Kommissionschefin Von der Leyen arbeitet seit langem eng mit Giorgia Meloni zusammen, die auch Vorsitzende der „Europäischen Konservativen und Reformer“ (EKR) ist. Gemeinsam mit Meloni besuchte sie Tunesien, um den autoritären Herrscher Kais Saied zu bestechen, damit er Flüchtlinge gewaltsam an der Ausreise hindert. Die jüngste Verschärfung des europäischen Asylrechts, gegen das es einige Dutzende Gegenstimmen aus dem eigenen Lager gab, setzte sie mithilfe Melonis durch.
Der Fraktions- und Parteivorsitzende der Europäischen Volkspartei, Manfred Weber, ein Mitglied der bayrischen CSU, hatte bereits 2022 den Wahlkampf seines Parteifreunds Silvio Berlusconi in Italien – und damit die Wahl Melonis – unterstützt. Inzwischen pflegt er beste Kontakte zur italienischen Regierungschefin und versucht, sie für eine Zusammenarbeit von EKR und EVP zu gewinnen. Die einzigen Bedingungen, die er den Rechtsextremen stellt, sind: Für die EU, für die Ukraine und für „Rechtstaatlichkeit“, worunter er den Aufbau eines Polizeistaats versteht.
Eine besonders üble Rolle beim Anwachsen der Rechten spielen die Gewerkschaften und die pseudolinken Parteien der wohlhabenden Mittelklasse.
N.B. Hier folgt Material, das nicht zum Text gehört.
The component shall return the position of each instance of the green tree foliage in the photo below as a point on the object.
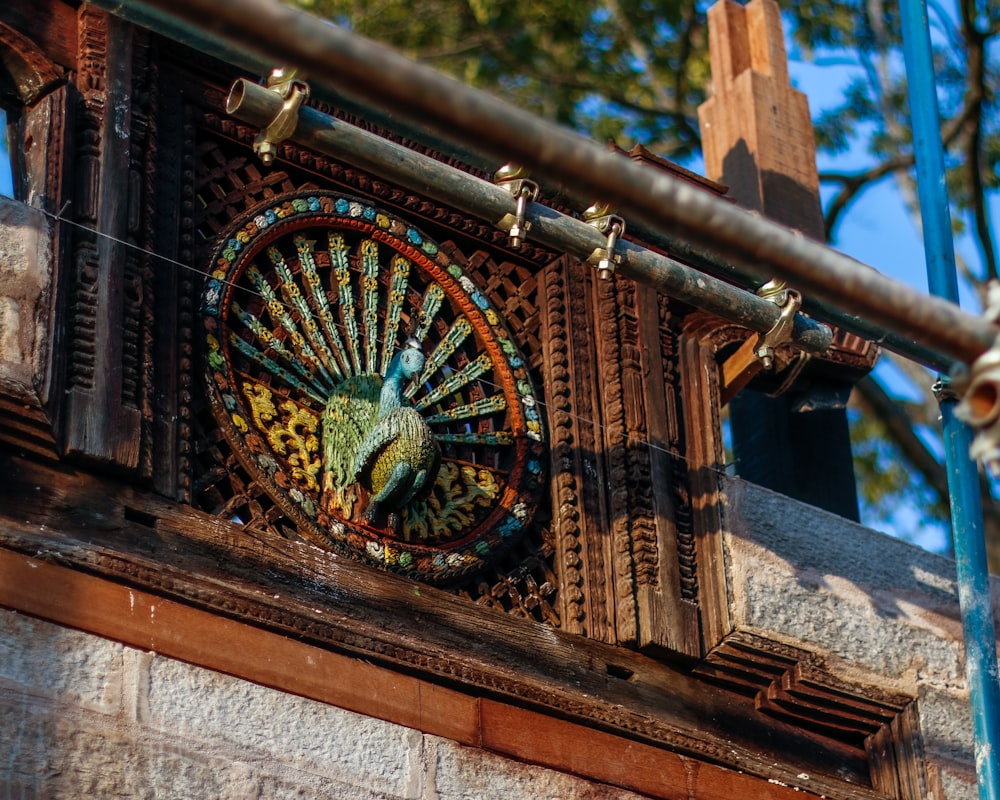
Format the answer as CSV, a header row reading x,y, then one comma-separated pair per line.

Die Gewerkschaften stehen uneingeschränkt hinter der Kriegspolitik der EU. Angesichts wachsender Klassenkonflikte sehen sie ihre Hauptaufgabe darin, den „sozialen Frieden“ zu bewahren – d.h. den Klassenkampf zu unterdrücken. So lähmen sie die einzige gesellschaftliche Kraft, die den Faschisten entgegentreten kann.
Die Pseudolinken haben sich überall dort, wo sie durch eine Welle der Opposition in Regierungspositionen gespült wurden, als entschiedene Gegner der Arbeiterklasse erwiesen. Das gilt für die griechische Syriza ebenso wie für die spanische Podemos und die deutsche Linke.
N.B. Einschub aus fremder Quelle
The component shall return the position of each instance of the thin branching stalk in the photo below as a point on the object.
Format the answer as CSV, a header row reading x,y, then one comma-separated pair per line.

Als Syriza 2015 die Wahl gewann, weil sie das Spardiktat der EU ablehnte, und mit Alexis Tsipras den Regierungschef stellte, musste sie sich zwischen dem Willen der Wähler und dem Diktat der EU entscheiden. Sie entschied sich für die EU und verwirklichte ein drakonisches Sparprogramm in einer Koalition mit den extrem rechten Unabhänigen Griechen (Anel) das Millionen in bittere Armut trieb und der konservativen Nea Dimokratia (ND) den Weg zurück an die Macht bahnte.
Yanis Varoufakis, der damals griechischer Finanzminister war, tritt jetzt mit der Partei DiEM25 (oder MERA25) zur Europawahl an. Er drischt einige radikale Phrasen und verspricht die „Demokratisierung“ Europas. Was für ein Hohn! Die EU lässt sich nicht „demokratisieren“. Die Interessen der Mehrheit sind nicht mehr mit der Profitgier und den imperialistischen Begierden der herrschenden Klasse vereinbar.
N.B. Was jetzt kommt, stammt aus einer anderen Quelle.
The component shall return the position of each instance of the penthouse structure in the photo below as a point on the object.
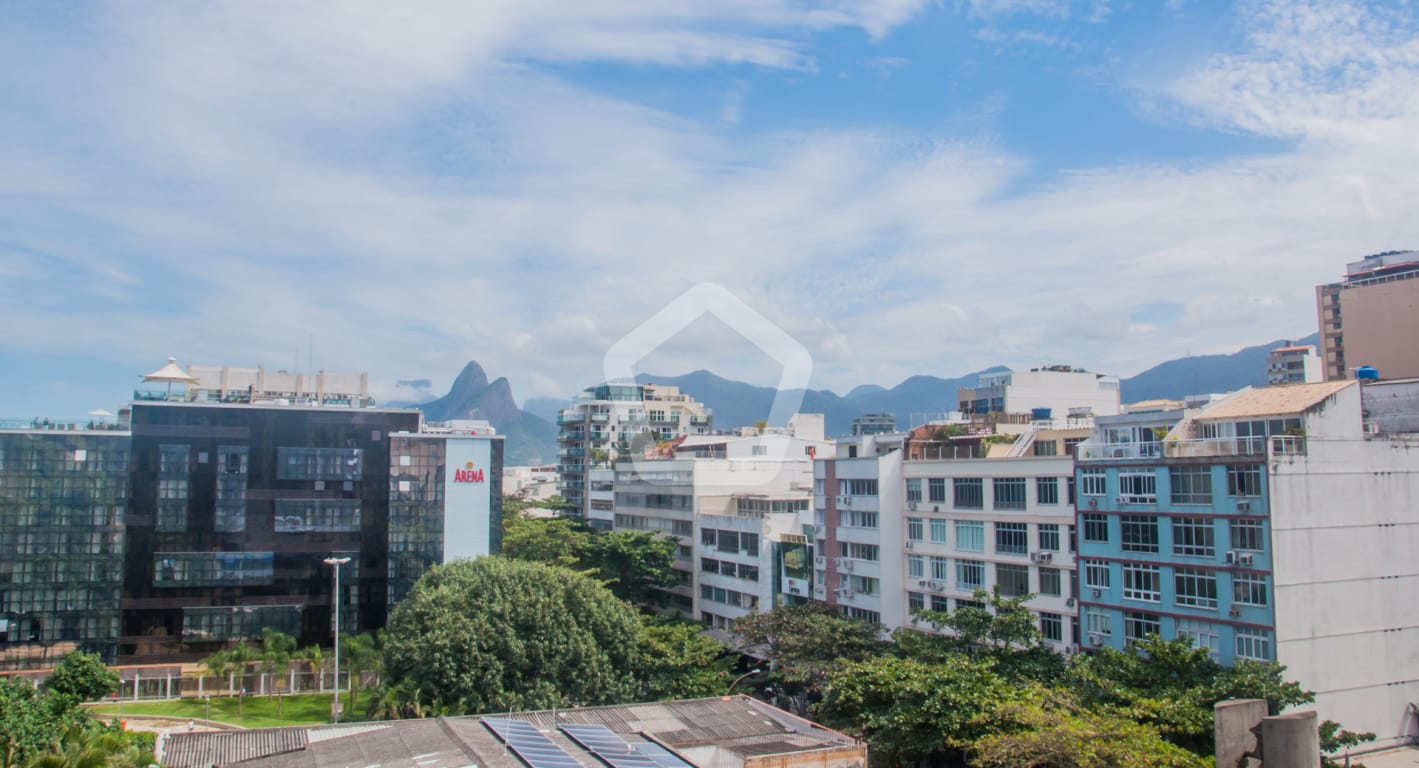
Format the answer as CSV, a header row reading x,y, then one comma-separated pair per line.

Die Massen müssen unabhängig ins politische Geschehen eingreifen, die Macht der Banken und Konzerne brechen und sie unter demokratische Kontrolle stellen. Die EU muss abgeschafft und durch Vereinigte Sozialistische Staaten von Europa ersetzt werden. Kein großes gesellschaftliches Problem kann gelöst werden, ohne das kapitalistische System zu beseitigen und durch ein sozialistisches zu ersetzen, in dem die Bedürfnisse der Gesellschaft Vorrang vor den Profitinteressen der Superreichen haben.
Für dieses Programm tritt die Sozialistische Gleichheitspartei (SGP) in der Europawahl ein. Sie kämpft für die Entwicklung einer klassenbewussten, sozialistischen Bewegung der Arbeiterklasse. Als deutsche Sektion der Vierten Internationale arbeitet sie dabei eng mit ihren Schwesterorganisation in Europa und auf der ganzen Welt zusammen.